Programme Director: Michael Power
This programme has three interlocking levels concerned with the organisation of risk management practices:
Ideas and discourses of risk and its management in organisations. Here, the task is to analyse the origins and impacts of risk management knowledge. The scope of this emerging framework consists not only in specific analytical technologies, but also encompasses programmatic and aspirational discourses which mobilise risk management ideas in a growing variety of private and public organisational functions. Analysing the ideas of risk management in this way provides the broader context for studying the way risk is known and constructed in specific organisational settings.
Interorganisational networks and relations in the management of risk.
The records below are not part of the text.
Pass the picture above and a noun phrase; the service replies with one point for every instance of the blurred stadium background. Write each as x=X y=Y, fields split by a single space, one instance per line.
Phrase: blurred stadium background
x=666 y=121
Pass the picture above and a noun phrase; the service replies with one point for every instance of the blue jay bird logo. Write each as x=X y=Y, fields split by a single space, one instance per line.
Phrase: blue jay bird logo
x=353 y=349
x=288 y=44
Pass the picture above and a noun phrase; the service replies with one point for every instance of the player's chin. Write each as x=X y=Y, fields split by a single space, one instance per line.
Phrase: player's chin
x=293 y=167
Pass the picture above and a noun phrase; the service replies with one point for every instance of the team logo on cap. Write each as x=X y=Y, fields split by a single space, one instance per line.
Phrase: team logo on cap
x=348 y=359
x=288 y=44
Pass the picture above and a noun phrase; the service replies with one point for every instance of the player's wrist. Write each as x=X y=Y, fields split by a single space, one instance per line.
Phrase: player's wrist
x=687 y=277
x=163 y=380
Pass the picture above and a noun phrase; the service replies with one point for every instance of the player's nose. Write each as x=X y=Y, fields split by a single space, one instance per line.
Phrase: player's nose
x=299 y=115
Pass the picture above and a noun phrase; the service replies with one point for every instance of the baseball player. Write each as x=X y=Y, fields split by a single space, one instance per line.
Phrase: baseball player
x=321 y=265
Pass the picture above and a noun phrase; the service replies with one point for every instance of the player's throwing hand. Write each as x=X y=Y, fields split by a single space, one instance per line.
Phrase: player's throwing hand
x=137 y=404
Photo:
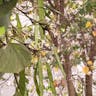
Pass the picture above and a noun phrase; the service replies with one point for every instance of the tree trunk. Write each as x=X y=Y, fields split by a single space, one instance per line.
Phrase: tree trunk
x=88 y=86
x=70 y=86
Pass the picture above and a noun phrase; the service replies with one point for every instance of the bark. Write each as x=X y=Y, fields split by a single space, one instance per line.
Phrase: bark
x=67 y=64
x=88 y=86
x=70 y=86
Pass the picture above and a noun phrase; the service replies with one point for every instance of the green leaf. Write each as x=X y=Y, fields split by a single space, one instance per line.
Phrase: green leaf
x=35 y=80
x=22 y=86
x=51 y=79
x=2 y=30
x=14 y=58
x=5 y=8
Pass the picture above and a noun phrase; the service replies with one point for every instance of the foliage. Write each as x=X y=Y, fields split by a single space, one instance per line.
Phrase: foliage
x=54 y=38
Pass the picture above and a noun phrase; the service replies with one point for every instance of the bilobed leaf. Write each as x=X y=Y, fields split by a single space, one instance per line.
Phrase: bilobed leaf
x=14 y=58
x=2 y=30
x=7 y=7
x=22 y=86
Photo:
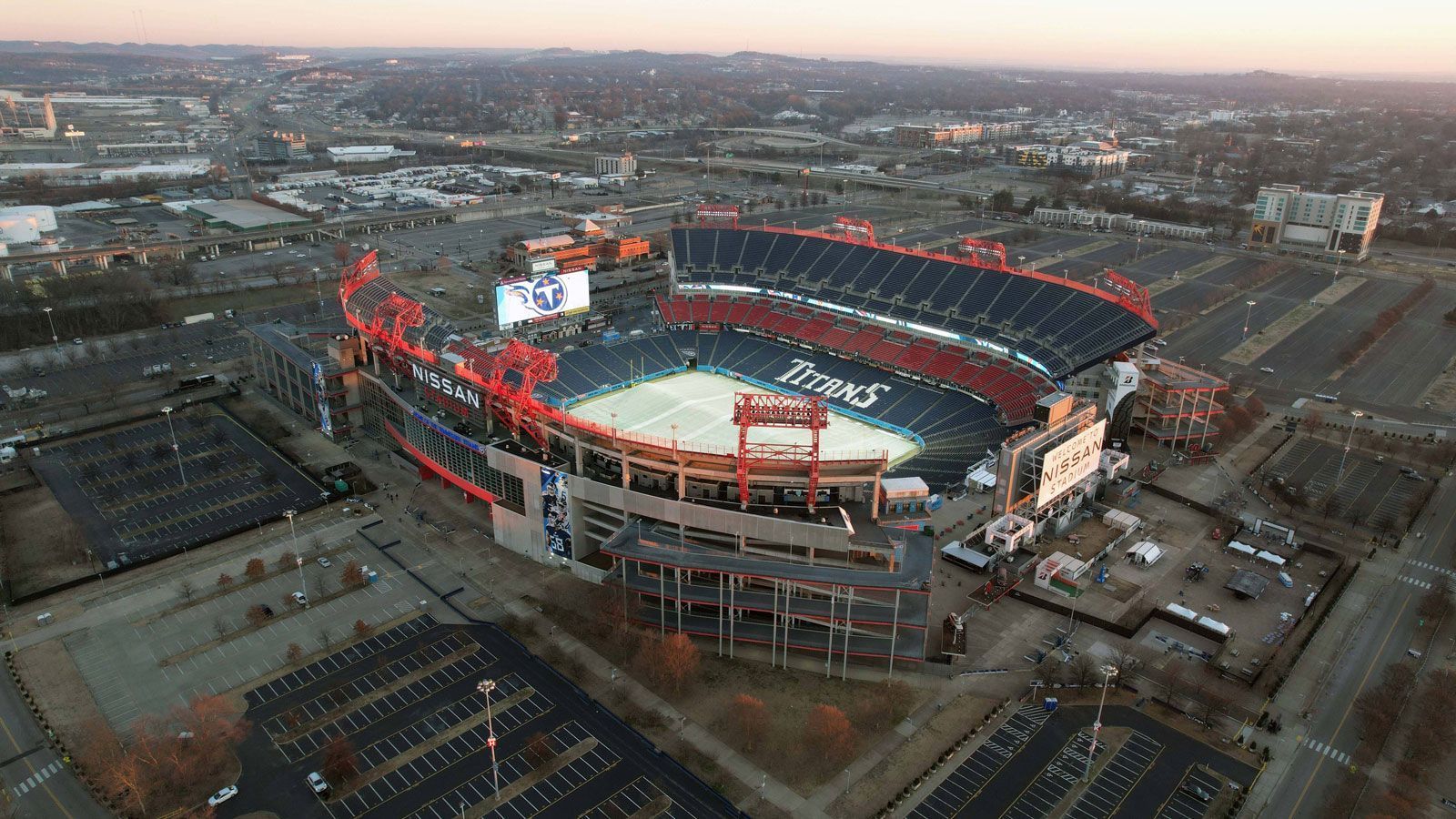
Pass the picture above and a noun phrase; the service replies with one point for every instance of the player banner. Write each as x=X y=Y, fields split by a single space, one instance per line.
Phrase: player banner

Here, the interest is in the functioning of emergent risk governance regimes, which may involve government as one actor among others, thereby overlapping with the scope of programme 2. In particular, the role of NGO and 'civil society' organisations as regulators of corporations, the role of intercorporate networks, and the web of private and public relations supporting risk regulation, place the management of risk in broad multi-organisational frameworks which do not necessarily have a clear centre.
Intraorganisational processes of risk management involving all levels of the organisation from senior management to operational staff. The involvement of different organisational agents in internal control systems, compliance functions, strategic planning and information management have implications for the internal construction of, and attention to, risk. Whether and how business organisations understand and process risk and regulatory initiatives, whether programmes for integration of risk management are effective, and whether understandings of risk are shared throughout an organisation are key issues for investigation.
Projects
Bridget Hutter (Peacock) Corporate risk management: managing risks and responding to regulation.
Javier Lezaun (ESRC) Implementation of biotechnology regulations; Traceability and market infrastructures.
Peter Miller (ESRC) Calculation, coordination and accountability.
Joan O'Mahony (Leverhulme) Civil society and the regulation of business.
Michael Power (ESRC) Corporate governance and risk management: the new risk management and risk officers.
Henry Rothstein (ESRC) Openness, risk and governance.